Judge free zone
  1. Go potty. Lock the door.
    But make sure you walk around the house first to make sure doors are locked, nothing can be spilled or drank, and there is something to preoccupy them.
  2. Fold laundry. Lock the door.
    Do everything that was suggested above.
  3. Tell your husband you are going up to "start the bath"
    Start the bath, fall on your bed, play candy crush. Before the water runs over, yell down that the bath is ready.
  4. Fall on the couch, put a blanket over you, lay still.
    You may need to peek, some kids read that shit and start trouble.
  5. Clean a bedroom.
    Some kids come up and think they can mess up your mojo, but cleaning a room is boring. They will leave and you can plop down on the dirty clothes like a champ and catch up with Words with Friends.
  6. Daddy duty.
    As long as you have a mutual agreement that the children are now HIS responsibility while you "have something else to do", you are free. Do whatever you want. Or nap. Yeah..

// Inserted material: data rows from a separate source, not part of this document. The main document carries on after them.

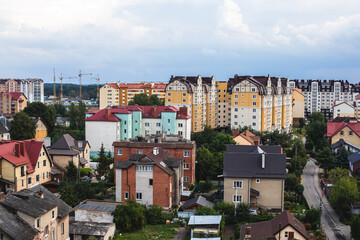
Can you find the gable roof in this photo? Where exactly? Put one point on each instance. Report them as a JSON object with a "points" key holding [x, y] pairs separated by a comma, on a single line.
{"points": [[268, 229], [29, 201], [245, 161]]}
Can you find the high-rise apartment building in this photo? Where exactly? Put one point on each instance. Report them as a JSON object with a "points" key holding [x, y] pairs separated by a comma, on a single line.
{"points": [[199, 95], [264, 103], [321, 95], [114, 94], [33, 88]]}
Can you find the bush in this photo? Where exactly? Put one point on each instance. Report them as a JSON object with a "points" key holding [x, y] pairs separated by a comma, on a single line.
{"points": [[85, 171]]}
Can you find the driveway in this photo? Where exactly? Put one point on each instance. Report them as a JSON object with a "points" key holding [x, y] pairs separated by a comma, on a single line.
{"points": [[330, 223]]}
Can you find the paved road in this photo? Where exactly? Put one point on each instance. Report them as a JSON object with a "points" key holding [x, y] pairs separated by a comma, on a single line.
{"points": [[312, 192]]}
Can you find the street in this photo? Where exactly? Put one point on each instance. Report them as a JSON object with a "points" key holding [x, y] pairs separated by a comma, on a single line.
{"points": [[312, 192]]}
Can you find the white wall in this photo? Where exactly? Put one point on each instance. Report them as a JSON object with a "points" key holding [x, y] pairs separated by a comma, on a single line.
{"points": [[97, 132]]}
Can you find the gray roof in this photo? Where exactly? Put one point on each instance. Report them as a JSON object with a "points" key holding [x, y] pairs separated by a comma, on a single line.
{"points": [[199, 200], [90, 228], [29, 202], [14, 227], [205, 220], [243, 162]]}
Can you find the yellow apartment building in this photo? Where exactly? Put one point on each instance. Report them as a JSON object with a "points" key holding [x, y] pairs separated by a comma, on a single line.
{"points": [[23, 164], [199, 95], [114, 94]]}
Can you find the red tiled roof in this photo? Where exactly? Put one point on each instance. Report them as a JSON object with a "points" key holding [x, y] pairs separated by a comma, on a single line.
{"points": [[335, 127], [32, 149]]}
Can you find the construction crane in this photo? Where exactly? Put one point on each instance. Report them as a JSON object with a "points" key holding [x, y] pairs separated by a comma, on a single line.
{"points": [[61, 78], [97, 88], [82, 74]]}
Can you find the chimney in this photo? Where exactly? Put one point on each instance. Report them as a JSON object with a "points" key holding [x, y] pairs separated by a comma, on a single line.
{"points": [[107, 113], [17, 149], [22, 148], [236, 132], [156, 151], [183, 110]]}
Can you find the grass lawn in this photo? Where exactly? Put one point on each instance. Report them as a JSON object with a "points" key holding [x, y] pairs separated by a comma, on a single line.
{"points": [[151, 232]]}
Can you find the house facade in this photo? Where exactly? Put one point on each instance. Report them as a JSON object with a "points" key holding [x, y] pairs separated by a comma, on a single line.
{"points": [[173, 144], [66, 149], [23, 164], [199, 95], [125, 122], [255, 175], [151, 179]]}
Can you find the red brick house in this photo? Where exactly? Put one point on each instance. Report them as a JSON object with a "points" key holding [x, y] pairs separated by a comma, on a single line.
{"points": [[152, 179], [173, 144]]}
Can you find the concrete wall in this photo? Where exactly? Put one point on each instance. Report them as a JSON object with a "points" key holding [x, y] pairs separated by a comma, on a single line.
{"points": [[93, 216]]}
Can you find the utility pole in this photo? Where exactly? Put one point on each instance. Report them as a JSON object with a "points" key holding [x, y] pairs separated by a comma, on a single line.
{"points": [[81, 74]]}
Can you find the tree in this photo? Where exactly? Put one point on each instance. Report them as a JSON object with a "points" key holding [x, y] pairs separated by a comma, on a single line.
{"points": [[355, 227], [22, 127], [45, 113], [129, 216], [103, 167]]}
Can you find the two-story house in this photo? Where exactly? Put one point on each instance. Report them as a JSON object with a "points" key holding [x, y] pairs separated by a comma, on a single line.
{"points": [[66, 149], [23, 164], [151, 179], [43, 215], [255, 175]]}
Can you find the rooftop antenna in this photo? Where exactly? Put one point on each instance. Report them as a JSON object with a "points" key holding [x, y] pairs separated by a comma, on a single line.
{"points": [[81, 74]]}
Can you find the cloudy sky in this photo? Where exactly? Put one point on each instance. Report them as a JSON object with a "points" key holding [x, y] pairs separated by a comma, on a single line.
{"points": [[142, 40]]}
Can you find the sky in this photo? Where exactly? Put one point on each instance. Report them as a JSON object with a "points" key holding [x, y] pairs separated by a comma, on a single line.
{"points": [[142, 40]]}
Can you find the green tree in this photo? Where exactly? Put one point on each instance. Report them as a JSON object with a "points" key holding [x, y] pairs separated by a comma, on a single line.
{"points": [[22, 127], [45, 113], [355, 227], [129, 216], [103, 167], [343, 193]]}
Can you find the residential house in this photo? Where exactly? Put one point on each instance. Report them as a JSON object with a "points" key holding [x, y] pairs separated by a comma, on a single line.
{"points": [[66, 149], [298, 106], [255, 175], [199, 95], [23, 164], [152, 179], [93, 218], [245, 138], [348, 130], [4, 132], [41, 211], [124, 122], [205, 227], [115, 94], [11, 103], [173, 144], [321, 95], [283, 226]]}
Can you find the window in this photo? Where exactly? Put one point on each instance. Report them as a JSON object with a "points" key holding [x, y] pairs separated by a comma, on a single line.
{"points": [[237, 198], [138, 196], [237, 184]]}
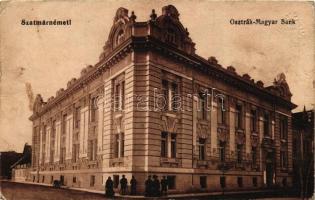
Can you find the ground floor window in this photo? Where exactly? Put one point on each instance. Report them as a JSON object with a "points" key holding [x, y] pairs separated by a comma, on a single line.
{"points": [[116, 181], [203, 182], [222, 182], [240, 181], [171, 180]]}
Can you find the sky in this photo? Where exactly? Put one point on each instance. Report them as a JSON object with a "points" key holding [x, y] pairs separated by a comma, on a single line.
{"points": [[42, 59]]}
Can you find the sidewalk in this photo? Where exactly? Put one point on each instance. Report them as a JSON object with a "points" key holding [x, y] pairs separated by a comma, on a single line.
{"points": [[171, 196]]}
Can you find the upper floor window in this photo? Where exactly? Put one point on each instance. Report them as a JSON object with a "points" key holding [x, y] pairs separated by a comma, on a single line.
{"points": [[202, 149], [283, 126], [254, 155], [120, 37], [239, 116], [168, 145], [119, 145], [222, 147], [283, 159], [170, 94], [221, 111], [253, 120], [75, 152], [77, 116], [266, 124], [92, 149], [64, 124], [202, 111], [239, 153], [94, 109], [119, 96], [164, 144]]}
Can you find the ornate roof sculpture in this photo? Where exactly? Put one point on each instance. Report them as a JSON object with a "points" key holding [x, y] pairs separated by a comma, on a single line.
{"points": [[280, 87], [120, 31]]}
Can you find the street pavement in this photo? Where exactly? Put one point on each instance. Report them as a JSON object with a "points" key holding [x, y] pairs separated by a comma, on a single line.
{"points": [[27, 191]]}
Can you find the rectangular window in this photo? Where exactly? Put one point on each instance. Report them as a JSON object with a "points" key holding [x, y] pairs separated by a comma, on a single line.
{"points": [[283, 159], [63, 155], [119, 96], [75, 153], [116, 145], [116, 181], [170, 95], [122, 145], [266, 124], [202, 110], [202, 149], [165, 93], [283, 126], [222, 151], [255, 182], [254, 155], [203, 182], [221, 111], [239, 151], [173, 145], [253, 120], [92, 181], [77, 117], [222, 181], [239, 116], [64, 124], [164, 144], [174, 99], [171, 180], [93, 109], [240, 181]]}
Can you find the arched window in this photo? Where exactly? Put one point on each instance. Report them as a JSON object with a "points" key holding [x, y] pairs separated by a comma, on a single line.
{"points": [[170, 36], [119, 37]]}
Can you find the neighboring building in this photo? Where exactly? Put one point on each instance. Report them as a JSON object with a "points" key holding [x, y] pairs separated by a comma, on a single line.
{"points": [[7, 159], [144, 109], [303, 151], [21, 169]]}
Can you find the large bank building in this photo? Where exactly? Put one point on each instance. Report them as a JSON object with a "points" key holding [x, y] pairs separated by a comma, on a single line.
{"points": [[152, 106]]}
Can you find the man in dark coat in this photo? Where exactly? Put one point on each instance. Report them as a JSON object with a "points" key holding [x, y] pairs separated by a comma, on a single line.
{"points": [[164, 186], [156, 186], [109, 185], [133, 186], [123, 185], [148, 187]]}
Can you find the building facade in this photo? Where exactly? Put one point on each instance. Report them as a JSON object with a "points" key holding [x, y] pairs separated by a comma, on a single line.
{"points": [[151, 105], [303, 152]]}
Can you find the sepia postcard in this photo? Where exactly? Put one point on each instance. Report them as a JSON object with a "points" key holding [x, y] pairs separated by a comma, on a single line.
{"points": [[181, 99]]}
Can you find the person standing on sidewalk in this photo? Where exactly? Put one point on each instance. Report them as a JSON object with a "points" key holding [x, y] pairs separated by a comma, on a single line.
{"points": [[133, 186], [123, 185]]}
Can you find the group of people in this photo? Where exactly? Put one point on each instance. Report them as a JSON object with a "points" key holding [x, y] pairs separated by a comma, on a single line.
{"points": [[109, 186], [153, 187]]}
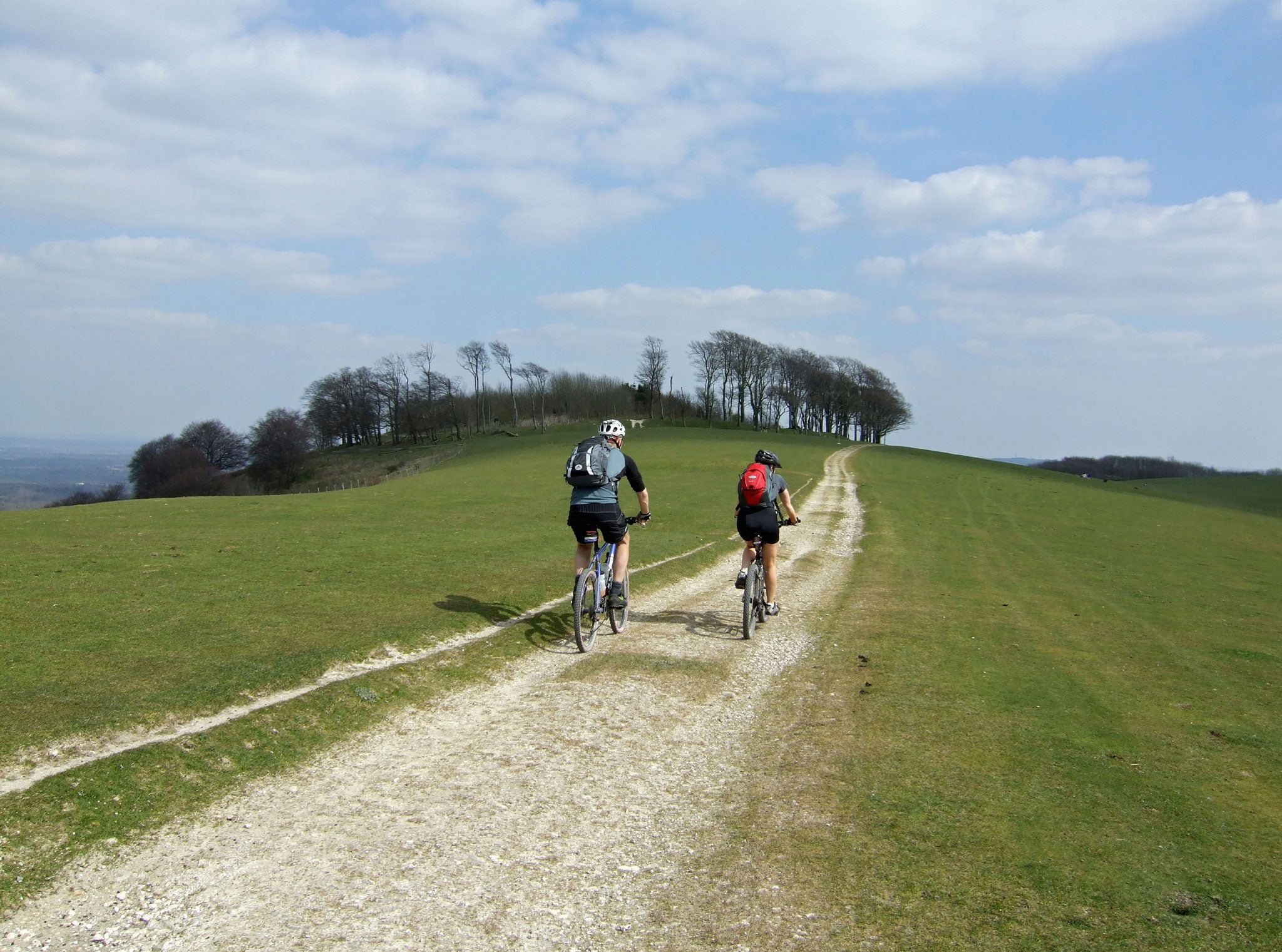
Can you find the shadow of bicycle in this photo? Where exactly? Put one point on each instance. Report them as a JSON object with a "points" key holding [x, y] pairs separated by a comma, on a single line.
{"points": [[548, 631], [705, 624]]}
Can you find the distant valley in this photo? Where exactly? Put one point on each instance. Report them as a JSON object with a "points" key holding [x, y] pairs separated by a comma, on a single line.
{"points": [[36, 471]]}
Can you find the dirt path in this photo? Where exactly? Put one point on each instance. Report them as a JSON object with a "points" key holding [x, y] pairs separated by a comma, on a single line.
{"points": [[553, 810]]}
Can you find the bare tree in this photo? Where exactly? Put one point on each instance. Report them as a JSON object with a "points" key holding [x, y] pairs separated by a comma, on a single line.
{"points": [[166, 468], [652, 368], [536, 377], [422, 359], [705, 358], [391, 379], [503, 358], [277, 449], [476, 362], [217, 443]]}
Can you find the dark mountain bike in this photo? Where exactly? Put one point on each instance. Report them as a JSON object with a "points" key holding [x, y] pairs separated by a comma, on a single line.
{"points": [[592, 590]]}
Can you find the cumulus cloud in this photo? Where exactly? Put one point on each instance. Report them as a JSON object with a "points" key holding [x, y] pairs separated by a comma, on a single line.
{"points": [[225, 118], [877, 45], [883, 267], [691, 309], [128, 268], [144, 372], [1023, 190], [1216, 258]]}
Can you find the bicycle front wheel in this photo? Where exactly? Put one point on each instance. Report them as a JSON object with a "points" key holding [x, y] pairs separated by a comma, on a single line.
{"points": [[586, 610], [620, 617], [752, 595]]}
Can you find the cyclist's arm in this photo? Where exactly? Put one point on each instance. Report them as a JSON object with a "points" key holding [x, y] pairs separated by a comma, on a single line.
{"points": [[786, 499]]}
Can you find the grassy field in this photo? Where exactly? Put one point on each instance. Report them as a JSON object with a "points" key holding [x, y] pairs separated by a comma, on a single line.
{"points": [[1065, 735], [1251, 494], [144, 612], [123, 614]]}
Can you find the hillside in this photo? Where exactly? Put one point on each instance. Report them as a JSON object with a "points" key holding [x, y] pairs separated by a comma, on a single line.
{"points": [[1038, 713], [1067, 735], [1250, 494]]}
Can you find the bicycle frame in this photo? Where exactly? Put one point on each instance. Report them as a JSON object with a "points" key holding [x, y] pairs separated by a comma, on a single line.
{"points": [[754, 587], [592, 609]]}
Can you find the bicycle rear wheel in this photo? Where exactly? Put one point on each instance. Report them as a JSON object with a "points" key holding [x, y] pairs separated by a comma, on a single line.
{"points": [[752, 595], [586, 612], [620, 617]]}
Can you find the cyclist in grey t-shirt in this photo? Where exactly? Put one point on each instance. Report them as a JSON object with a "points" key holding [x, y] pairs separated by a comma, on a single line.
{"points": [[597, 509]]}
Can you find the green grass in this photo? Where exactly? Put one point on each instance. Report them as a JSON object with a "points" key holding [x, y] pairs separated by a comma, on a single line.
{"points": [[1067, 735], [135, 613], [1251, 494], [123, 614]]}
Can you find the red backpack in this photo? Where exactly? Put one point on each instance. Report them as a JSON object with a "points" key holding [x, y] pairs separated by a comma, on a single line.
{"points": [[753, 486]]}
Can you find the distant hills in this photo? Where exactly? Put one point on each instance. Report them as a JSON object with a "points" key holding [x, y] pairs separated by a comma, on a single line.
{"points": [[1017, 460], [36, 471]]}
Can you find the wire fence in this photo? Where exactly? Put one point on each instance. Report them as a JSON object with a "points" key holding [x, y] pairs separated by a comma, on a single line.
{"points": [[414, 468]]}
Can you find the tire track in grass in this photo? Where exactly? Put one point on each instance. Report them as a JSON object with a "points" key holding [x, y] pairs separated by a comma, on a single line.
{"points": [[94, 750], [391, 658]]}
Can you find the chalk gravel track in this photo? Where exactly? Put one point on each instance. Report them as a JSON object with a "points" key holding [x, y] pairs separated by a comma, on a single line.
{"points": [[544, 811]]}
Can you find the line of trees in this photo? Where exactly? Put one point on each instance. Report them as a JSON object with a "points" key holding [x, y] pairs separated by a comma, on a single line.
{"points": [[742, 379], [414, 397]]}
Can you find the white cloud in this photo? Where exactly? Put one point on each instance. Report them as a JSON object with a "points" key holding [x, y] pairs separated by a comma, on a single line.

  7. Did I say fake a bathroom trip?
    Crap.. I did. Well do it again.
  8. Walk the dog.
    I don't care if he was just out, he needs fresh air. For 27 minutes. (Make sure house is safe-and/or hubby is the designated watcher of the children.)
  9. Play-doh.
    Just keep in mind, messes are A-OK. everything can be picked up- give them their free time with play-doh... This gives you like 30 minutes before they get bored.
  10. "Take a phone call out on the porch"
    Yup, your mom called...or maybe she didn't. But you know what? The stars are out, go look at them. But make sure you come in and say "grandma loves you!"